The future of beef cattle EBVs in New Zealand might develop in either of four ways:

  1. Keep the status quo. Keep the EBVs available to us at present and perhaps add or delete a few EBVs over time. The advantages of this approach is that little extra work is required and that breeders and bull-buyers do not need to re-learn a whole new set of values. The disadvantages of this approach are that most of our current EBVs are (at best) predictors of traits influencing farm profit rather than the economically-important traits themselves.
  2. Increase the number of EBVs. This seems a likely scenario since the general world trend is toward developing new (but not always more relevant) EBVs. The advantage of this approach is new EBVs are marketable since a breeder (or Breed Society) is seen to be making progress when they deliver a new EBV. On the downside, how many commercial producers have the skills to interpret even the current EBVs, let alone a few extras ?
  3. Development of fewer but smarter EBVs. Smarter means more closely related to farm profit and easier to interpret. For example, why persist with publishing EBVs for scrotal size, gestation length, days to calving, birth weight and calving ease (direct and maternal) EBVs when two EBVs namely heifer fertility and sustained cow fertility might cover the entire range. This major shift in use of EBVs would probably require two levels of reporting.

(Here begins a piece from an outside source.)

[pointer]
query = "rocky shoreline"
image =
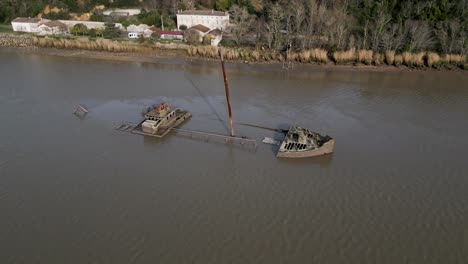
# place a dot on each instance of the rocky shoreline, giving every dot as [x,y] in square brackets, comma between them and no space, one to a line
[15,40]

    Firstly, presenting bull-buyers with a few highly relevant EBVs which relate to farm profit such as those listed in the table below:

    Possible new EBV

    What it predicts

    Heifer fertility Probability of a heifer successfully weaning a calf at 2.5 years
    Sustained cow productivity Probability of cow weaning a calf every year until she has recouped the initial cost of her investment (plus the weaning weight of calves minus cow feed intake).
    Bull fertility Probability of successfully mating 60 cows per year for five years
    Efficiency of growth to harvest Genetic merit for growth though to harvest age (say 300 kg steer carcass at 20 months) accounting for feed costs to achieve target carcass weights. Such an EBV would be customisable allowing different target carcass weights or harvest ages to be specified.
    Saleable meat yield The yield of saleable meat as a percentage of carcass weight
    % Angus Classic The % of steer or heifer progeny expected to quality for Angus Classic (or any other branded beef price premium).

    The second level of reporting (not seen by the bull-buyer) would occur on bull-breeding herds and would require bull-breeders to measure most or all of the traits which influence economically important traits. For example, bull-buyers might only ever see a heifer fertility EBV in a catalogue even though bull-breeders would have measured birth weight, calving ease score, and scrotal size) to predict heifer fertility.

  4. Any combination of (1,2,3) may be incorporated with breeding objectives technology to more accurately weight EBVs according to their effect on farm profit.

Any change in EBVs cannot arise from Boffins within Ivory Towers (or even cold concrete towers located in Palmerston North) but must arise from Angus breeders who are themselves users of EBVs but more importantly are suppliers of genetically more profitable cattle to the commercial beef industry.